4.3. Method Analysis (STAGE 3)

Morphology surface analysis.

4.3.1. Microstructure Analysis

The structural morphology of the initial biomass (STAGE 1), including P. citrinopileatus (Pc), P. djamor (Pdj), P. ostreatus (Po), P. pulmonarius (Pp), A. bisporus (Ab), B. edulis (Be), H. erinaceus (He), and L. edodes (Le) was examined using scanning transmission electron microscopy (STEM). A Hitachi SU-70 high-resolution analytical microscope with a Schottky field emission source was used. Specimens were mounted on copper grids and observed at 30 kV across a broad range of magnifications [109].

4.3.2. Characterization of the Surface Structure and Particle Size of the Material

The specific surface area (SSA) of the homogenized fungal biomass samples was determined using the nitrogen physical adsorption method at 77 K [110]. SSA values were calculated from multipoint Brunauer–Emmett–Teller (BET) isotherms obtained within a relative pressure (P/P0) range of 0.05–0.30. Prior to analysis, samples were degassed under vacuum at 60 °C for 24 h. Measurements were conducted using an ASAP 2010 surface area analyzer (Micromeritics Inc., Norcross, GA, USA).
The surface profile was determined using a digital optical microscope (model VHX-900F, Keyence, Osaka, Japan) at a magnification of 100 µm.
The particle size distribution of the freeze-dried biomass was analyzed by laser diffraction (LD). For this analysis, aqueous suspensions of the samples were prepared, ultrasonically dispersed, and treated with a fluidizing agent. Measurements were performed using a Mastersizer 2000 equipped with a Hydro S dispersion unit (Malvern Instruments, Malvern, UK).

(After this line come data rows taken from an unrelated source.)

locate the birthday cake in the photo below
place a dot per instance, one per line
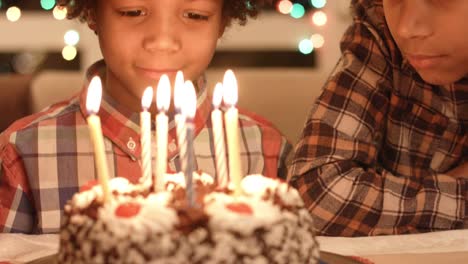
(267, 223)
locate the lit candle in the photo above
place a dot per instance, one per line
(218, 134)
(232, 129)
(163, 99)
(93, 102)
(145, 127)
(178, 118)
(189, 108)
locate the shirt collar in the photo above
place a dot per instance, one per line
(121, 126)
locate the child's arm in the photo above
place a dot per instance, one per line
(345, 176)
(16, 209)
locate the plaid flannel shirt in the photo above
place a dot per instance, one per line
(46, 157)
(373, 152)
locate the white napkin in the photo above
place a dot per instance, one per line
(24, 248)
(434, 242)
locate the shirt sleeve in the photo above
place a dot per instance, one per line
(16, 209)
(336, 164)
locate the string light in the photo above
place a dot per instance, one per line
(13, 13)
(284, 7)
(297, 11)
(60, 12)
(319, 18)
(318, 3)
(69, 53)
(306, 46)
(71, 37)
(317, 40)
(47, 4)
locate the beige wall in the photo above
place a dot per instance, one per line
(283, 96)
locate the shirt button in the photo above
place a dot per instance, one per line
(131, 145)
(172, 147)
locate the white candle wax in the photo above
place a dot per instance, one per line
(163, 99)
(232, 130)
(179, 119)
(218, 135)
(93, 101)
(145, 127)
(188, 112)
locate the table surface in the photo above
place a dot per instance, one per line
(429, 248)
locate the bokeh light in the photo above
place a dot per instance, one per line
(297, 11)
(318, 3)
(13, 13)
(69, 53)
(71, 37)
(60, 12)
(306, 46)
(27, 62)
(284, 6)
(317, 40)
(47, 4)
(319, 18)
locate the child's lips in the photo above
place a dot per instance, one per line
(424, 61)
(156, 73)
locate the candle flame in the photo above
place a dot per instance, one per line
(147, 98)
(178, 87)
(189, 106)
(163, 93)
(94, 95)
(230, 88)
(217, 95)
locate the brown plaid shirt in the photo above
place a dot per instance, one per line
(373, 153)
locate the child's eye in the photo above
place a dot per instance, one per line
(195, 16)
(133, 13)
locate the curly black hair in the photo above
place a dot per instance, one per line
(239, 10)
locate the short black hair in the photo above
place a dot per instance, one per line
(239, 10)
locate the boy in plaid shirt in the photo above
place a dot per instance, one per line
(384, 149)
(46, 157)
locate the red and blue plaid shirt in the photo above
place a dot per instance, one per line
(373, 153)
(46, 157)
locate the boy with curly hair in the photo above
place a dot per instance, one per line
(45, 158)
(384, 150)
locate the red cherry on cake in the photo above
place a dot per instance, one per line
(89, 185)
(127, 210)
(240, 208)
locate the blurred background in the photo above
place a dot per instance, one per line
(281, 59)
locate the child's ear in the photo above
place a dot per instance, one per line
(91, 19)
(224, 24)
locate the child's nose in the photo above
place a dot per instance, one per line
(161, 35)
(415, 21)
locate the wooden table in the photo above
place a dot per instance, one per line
(430, 248)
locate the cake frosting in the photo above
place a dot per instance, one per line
(266, 224)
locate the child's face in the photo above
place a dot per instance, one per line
(432, 35)
(143, 39)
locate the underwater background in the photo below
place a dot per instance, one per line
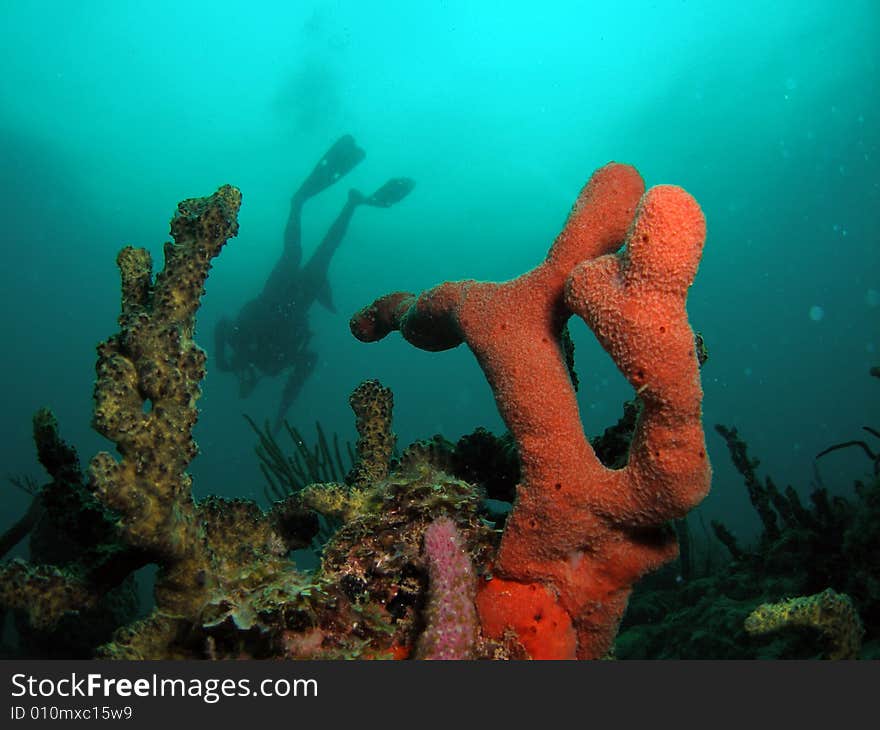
(112, 112)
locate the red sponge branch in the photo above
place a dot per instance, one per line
(580, 534)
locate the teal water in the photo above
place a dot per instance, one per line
(112, 112)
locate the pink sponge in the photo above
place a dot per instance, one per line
(451, 616)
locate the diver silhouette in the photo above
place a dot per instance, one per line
(271, 333)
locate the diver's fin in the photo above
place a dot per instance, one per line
(395, 190)
(339, 160)
(324, 296)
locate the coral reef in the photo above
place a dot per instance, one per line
(580, 534)
(417, 564)
(803, 549)
(829, 612)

4.3.3. Surface Wettability Analysis

Contact angle: The wettability of the prepared gel dressings was investigated by measuring the contact angle using various polar and non-polar solutions (diiodomethane, deionized water, oil, and cattle serum). A 2 μL drop of each solution was placed on the surface of the gel dressings containing added fungal biomass at room temperature, and measurements were taken using a drop shape analyzer (DSA 10, KRÜSS GmbH, Hamburg, Germany).

4.3.4. Thermal Analysis

DSC tests—the determination of processing temperatures for the obtained biomass-hydrogels and initial materials—were performed using a Mettler Toledo DSC 3 differential scanning calorimeter. Approximately 5 mg of each sample was hermetically sealed in 40 μL aluminum pans, with an empty pan serving as the reference. Measurements were conducted under a nitrogen flow, and data were collected and processed using STAR Thermal Analysis Software (no. Version 12.00, Mettler Toledo, Greifensee, Switzerland, 2025). The thermal analysis protocol involved heating the unmodified hydrogel dressing samples from 20 °C to 300 °C, while the in vitro biomass-modified samples were heated from 0 °C to 250 °C. A constant heating rate of 10 °C·min−1 was maintained throughout the experiments [111].
Thermal stability analysis (TG) of hydrogel dressings containing in vitro biomass was performed using a TGA550 apparatus (DISCOVERY, New Castle, DE, USA). Tests were conducted in a nitrogen atmosphere at a constant heating rate of 10 °C/min. The temperature range for the study was from 40 °C to 600 °C [112].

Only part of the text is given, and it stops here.